From OFAC's FAQ on how to determine if you have a match against the SDN list, we have:
Step 3. How much of the SDN’s name is matching against the name of your account holder? Is just one of two or more names matching (i.e., just the last name)?
If yes, you do not have a valid match.*
If no, please continue to 4 below.
Really? Is that really the standard? How about:
- The data matches the first and middle names but not the last: does every Mary Ann and Jose Maria require additional review?
- The data matches a first name and the maternal last name of a Hispanic (or Portuguese-speaking) individual, but not the paternal last name – do those require additional research and review?
- The data matches the 2 last names of a Hispanic (or Portuguese-speaking) individual, but none of the first or middle names – do those require review?
And what should be reviewed for matches to the multiple name components of Muslim names? Are they all created equal other than the given name?
It's very easy for OFAC to say “we can't give any more guidance – otherwise, the terrorists will win.” And it's also not very fair, especially since each of these cases involves significant additional operational overhead – or much smarter systems – to handle the increase in matches.
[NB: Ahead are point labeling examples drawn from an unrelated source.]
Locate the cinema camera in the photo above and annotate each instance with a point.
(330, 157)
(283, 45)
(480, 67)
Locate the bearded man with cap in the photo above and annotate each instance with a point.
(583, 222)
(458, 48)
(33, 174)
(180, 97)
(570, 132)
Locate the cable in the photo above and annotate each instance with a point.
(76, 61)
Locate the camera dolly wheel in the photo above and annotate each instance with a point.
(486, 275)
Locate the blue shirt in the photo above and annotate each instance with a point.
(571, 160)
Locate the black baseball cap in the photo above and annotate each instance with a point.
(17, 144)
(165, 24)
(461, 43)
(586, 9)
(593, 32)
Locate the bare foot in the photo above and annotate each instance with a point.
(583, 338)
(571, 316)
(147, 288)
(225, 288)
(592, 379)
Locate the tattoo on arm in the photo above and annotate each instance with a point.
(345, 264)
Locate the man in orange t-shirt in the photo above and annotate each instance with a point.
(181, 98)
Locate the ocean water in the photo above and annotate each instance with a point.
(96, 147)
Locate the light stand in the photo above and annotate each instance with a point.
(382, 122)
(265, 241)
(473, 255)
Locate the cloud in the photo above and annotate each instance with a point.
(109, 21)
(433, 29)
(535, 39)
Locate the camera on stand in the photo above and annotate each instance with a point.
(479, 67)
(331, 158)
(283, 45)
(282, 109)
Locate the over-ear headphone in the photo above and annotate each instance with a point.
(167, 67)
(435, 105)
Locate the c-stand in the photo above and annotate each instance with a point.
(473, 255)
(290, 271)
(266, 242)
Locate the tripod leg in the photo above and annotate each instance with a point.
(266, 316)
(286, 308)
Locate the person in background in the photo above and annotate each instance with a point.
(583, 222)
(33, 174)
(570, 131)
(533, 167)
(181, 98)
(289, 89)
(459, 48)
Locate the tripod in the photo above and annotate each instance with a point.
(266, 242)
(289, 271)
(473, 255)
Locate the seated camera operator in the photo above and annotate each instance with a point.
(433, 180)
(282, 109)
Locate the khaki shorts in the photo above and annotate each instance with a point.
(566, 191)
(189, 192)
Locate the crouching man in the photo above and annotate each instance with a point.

OFAC needs to issue more precise guidance… period.
To be clear, Mr. Watchlist believes that none of the cases in the list above requires additional review, and that a workable model for Muslim names would require matches to the given name, or initial, and the nisbah, which is the tribal, clan or geographic name. A case could potentially be made to substitute the laqab, which is an attribution name, like al-Rashid, for the nisbah, but it's my understanding that the nisbah is the closest to a family or last name in Muslim name structures.